Monday, 13 January 2014

Spanish Tortilla

I love tapas. I love tapas because lots of them are gluten free, or easy to adapt so they are. One of our favourite restaurants is La Tasca because they have a fantastic gluten free menu and they also serve gluten free beer! Anyway, I digress. One of my favourite tapas dishes is tortilla, and up until Saturday I had never tried to make this myself. I had a look on the internet for a good recipe, but I wasn't sure which one would be nicest, so I asked my lovely Spanish friend, Patricia, who very kindly gave me her recipe and allowed me to share it on my blog. Her recipe mainly uses potato and egg and this in itself is tasty enough, however as Patricia says below, you can add anything you like. For mine I added onions, garlic and sliced chorizo (that's chor-ee-tho, not chor-eet-zo!) and for a first attempt I was really pleased with how it turned out. It was gorgeous and did breakfast for myself and my boyfriend for two days. I'll definitely be making this again soon!



Spanish Potato Omelette (Tortilla de patata)

2 medium-sized potatoes or 4 small ones (type depends on taste, I like to use baking spuds because I like them getting a bit crumbly, but choose waxy ones if you prefer a firmer potato)
4 eggs
Olive oil
Salt and pepper
You can add practically anything you want to this basic recipe: cheese, peas, tomato, peppers, onion, herbs, diced chorizo... I like to add a bit of dried powdered garlic and onion for flavour, but I prefer my tortilla plain and simple, they way it's eaten in most tapas bars in Spain.

Peel and slice the potatoes, not too thinly. Rinse under the tap and put them in a microwavable dish (ideally one of those contraptions with a basket that allows you to steam in the microwave).

Drizzle some oil over the sliced potatoes (approx. 2 tbsp), sprinkle a pinch of salt and cook at 100% for 5 minutes.

Remove, stir, cook for 5 min more. Prod the potatoes with a spatula or wooden spoon to make sure that they are done. Cook for another couple of minutes if necessary. The potatoes need to be cooked before the next step, as they will cook only very briefly as part of the tortilla.

In another bowl, whisk the eggs with salt and pepper to taste.
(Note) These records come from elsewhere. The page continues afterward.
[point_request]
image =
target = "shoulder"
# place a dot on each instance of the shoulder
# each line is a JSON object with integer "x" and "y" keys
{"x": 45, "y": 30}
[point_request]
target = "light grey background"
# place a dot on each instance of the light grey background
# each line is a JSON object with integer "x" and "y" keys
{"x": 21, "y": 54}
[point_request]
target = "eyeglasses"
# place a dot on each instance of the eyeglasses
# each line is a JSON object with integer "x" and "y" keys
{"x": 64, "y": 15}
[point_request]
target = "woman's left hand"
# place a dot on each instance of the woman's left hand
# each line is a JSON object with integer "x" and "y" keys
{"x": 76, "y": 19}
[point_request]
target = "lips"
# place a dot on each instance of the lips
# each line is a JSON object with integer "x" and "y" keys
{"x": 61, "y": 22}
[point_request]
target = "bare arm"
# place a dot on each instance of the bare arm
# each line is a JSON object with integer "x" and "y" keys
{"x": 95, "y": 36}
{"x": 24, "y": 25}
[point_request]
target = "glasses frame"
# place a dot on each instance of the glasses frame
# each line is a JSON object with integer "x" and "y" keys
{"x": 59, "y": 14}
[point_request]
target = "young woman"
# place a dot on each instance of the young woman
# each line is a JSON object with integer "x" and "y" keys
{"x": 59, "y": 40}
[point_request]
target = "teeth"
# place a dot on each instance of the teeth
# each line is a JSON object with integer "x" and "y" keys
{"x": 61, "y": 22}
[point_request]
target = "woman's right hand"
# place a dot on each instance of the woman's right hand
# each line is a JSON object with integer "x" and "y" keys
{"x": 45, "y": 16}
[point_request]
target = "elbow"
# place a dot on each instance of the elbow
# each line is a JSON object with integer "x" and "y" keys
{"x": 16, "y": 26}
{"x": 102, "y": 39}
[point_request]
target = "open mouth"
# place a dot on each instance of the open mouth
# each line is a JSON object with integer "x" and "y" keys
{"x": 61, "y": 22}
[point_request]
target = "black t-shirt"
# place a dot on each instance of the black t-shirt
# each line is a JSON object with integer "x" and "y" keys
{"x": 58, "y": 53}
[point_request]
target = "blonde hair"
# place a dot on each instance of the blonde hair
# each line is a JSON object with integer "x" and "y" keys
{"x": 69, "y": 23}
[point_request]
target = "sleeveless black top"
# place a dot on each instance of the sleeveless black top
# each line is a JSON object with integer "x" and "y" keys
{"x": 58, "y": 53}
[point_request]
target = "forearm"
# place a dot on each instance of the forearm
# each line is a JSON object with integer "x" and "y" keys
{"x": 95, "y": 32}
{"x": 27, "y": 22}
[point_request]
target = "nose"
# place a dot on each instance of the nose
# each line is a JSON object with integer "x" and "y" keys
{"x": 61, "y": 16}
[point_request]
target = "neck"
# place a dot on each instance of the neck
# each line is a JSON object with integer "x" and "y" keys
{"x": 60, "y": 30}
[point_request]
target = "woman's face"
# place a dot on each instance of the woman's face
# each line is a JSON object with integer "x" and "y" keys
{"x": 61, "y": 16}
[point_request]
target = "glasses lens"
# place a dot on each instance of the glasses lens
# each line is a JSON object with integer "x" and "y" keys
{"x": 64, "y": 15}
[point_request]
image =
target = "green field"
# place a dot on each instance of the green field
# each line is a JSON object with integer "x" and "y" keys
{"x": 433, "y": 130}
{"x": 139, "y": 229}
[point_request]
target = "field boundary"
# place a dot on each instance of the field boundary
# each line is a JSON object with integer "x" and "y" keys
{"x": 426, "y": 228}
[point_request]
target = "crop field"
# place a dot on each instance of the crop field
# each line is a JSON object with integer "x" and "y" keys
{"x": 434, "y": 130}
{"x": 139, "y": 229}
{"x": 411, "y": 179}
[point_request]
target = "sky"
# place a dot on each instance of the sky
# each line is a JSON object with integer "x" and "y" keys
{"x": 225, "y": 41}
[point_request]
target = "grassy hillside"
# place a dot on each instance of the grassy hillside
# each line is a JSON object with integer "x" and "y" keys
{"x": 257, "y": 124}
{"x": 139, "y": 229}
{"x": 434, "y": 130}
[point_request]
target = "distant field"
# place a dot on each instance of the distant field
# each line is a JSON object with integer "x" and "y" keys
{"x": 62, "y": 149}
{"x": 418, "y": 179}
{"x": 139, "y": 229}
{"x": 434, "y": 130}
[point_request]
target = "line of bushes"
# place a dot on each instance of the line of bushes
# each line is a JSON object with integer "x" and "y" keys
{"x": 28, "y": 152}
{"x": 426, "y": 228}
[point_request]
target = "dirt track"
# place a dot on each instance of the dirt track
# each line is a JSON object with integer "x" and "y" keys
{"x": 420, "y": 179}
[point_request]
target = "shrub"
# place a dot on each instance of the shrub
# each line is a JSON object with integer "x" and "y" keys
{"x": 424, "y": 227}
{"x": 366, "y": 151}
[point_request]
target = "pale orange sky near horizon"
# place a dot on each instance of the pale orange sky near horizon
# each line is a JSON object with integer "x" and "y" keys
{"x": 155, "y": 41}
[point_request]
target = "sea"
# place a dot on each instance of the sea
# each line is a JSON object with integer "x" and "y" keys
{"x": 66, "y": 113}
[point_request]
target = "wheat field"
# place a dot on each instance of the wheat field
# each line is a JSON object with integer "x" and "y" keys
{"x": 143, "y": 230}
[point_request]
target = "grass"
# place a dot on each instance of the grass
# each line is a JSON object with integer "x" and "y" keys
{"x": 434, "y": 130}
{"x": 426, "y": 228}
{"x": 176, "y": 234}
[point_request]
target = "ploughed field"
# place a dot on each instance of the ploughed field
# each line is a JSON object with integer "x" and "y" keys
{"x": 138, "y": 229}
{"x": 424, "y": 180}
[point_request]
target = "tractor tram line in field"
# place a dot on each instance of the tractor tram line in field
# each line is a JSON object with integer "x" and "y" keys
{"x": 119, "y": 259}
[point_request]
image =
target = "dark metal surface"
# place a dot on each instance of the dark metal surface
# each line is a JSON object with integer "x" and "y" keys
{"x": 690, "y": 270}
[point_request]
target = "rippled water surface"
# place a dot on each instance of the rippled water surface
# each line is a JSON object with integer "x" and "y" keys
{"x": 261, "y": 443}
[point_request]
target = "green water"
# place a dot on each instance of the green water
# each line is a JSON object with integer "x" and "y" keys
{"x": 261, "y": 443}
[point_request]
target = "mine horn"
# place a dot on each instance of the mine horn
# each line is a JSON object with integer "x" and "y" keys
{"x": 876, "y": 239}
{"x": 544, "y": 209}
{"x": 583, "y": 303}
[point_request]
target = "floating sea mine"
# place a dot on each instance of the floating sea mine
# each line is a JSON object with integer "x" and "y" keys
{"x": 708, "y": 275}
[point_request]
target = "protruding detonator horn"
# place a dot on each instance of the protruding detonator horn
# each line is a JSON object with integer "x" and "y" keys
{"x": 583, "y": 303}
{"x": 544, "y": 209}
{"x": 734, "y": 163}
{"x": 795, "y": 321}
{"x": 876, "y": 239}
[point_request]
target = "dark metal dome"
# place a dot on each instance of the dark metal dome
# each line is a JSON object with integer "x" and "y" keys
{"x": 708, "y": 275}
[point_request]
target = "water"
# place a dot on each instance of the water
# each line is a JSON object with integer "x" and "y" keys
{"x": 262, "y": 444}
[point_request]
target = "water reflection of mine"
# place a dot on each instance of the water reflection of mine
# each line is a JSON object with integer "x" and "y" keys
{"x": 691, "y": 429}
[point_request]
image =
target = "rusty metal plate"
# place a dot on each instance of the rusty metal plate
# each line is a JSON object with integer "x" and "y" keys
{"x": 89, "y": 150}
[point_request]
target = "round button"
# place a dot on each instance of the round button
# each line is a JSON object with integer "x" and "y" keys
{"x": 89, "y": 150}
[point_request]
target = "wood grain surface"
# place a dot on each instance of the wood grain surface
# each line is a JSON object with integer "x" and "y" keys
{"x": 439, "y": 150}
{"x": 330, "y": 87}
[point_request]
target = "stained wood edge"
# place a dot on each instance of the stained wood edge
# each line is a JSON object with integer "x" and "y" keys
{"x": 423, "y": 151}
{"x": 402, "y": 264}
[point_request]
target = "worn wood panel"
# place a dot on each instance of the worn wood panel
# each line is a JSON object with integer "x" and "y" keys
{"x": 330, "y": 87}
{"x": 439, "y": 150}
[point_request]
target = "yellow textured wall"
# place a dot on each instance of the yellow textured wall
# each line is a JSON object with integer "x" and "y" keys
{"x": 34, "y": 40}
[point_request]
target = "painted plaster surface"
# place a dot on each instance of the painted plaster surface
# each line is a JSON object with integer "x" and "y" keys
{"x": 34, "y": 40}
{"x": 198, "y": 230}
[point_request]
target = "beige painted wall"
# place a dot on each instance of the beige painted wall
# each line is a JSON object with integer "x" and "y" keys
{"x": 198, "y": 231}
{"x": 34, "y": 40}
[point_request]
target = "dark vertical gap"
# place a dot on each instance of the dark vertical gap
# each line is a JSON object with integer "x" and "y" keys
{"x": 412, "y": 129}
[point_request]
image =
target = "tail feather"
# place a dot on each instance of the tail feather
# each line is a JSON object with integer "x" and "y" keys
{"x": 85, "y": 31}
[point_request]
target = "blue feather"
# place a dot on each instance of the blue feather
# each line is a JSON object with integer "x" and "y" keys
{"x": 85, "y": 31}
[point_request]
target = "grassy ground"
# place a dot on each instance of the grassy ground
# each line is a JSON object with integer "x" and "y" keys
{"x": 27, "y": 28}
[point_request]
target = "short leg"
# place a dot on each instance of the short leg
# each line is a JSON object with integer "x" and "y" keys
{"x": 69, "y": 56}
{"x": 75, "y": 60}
Add the cooked potato slices, stir well so that all the potato is well covered in egg.

With regards to the frying pan, I use a 20 cm one. It's easier to make a tortilla that is small in diameter; if you use a larger pan you risk breaking it when you flip it over. Don't worry if the tortilla looks very thick, it will cook slowly so there will be no undercooked egg in the middle.

Put the frying pan over a high heat and add a slosh of olive oil to it. When it's hot, pour the egg-potato mixture in it, and lower the heat to medium-low. With your spatula/wooden spoon, gently stir the potatoes, letting the uncooked egg flow down to the bottom of the pan and set. Keep doing this for a couple of minutes, until there is little liquid egg left.

Now, the crucial bit: flipping the tortilla. Put a large plate over the frying pan, then place your open hand on it, and with your other hand grab the frying pan handle and flip the whole thing over. You'll have a half-cooked tortilla on your plate, with the top looking golden and done, the bottom a bit soggy. Quickly slide the tortilla back into the frying pan, pushing it with your spatula if you need. Cook for some 5-10 minutes over a low heat, to avoid the bottom getting burned or the inside undercooked.

This tortilla can be eaten warm, freshly made, although many people prefer it the next day (some prefer it cold, but it can be reheated in the microwave).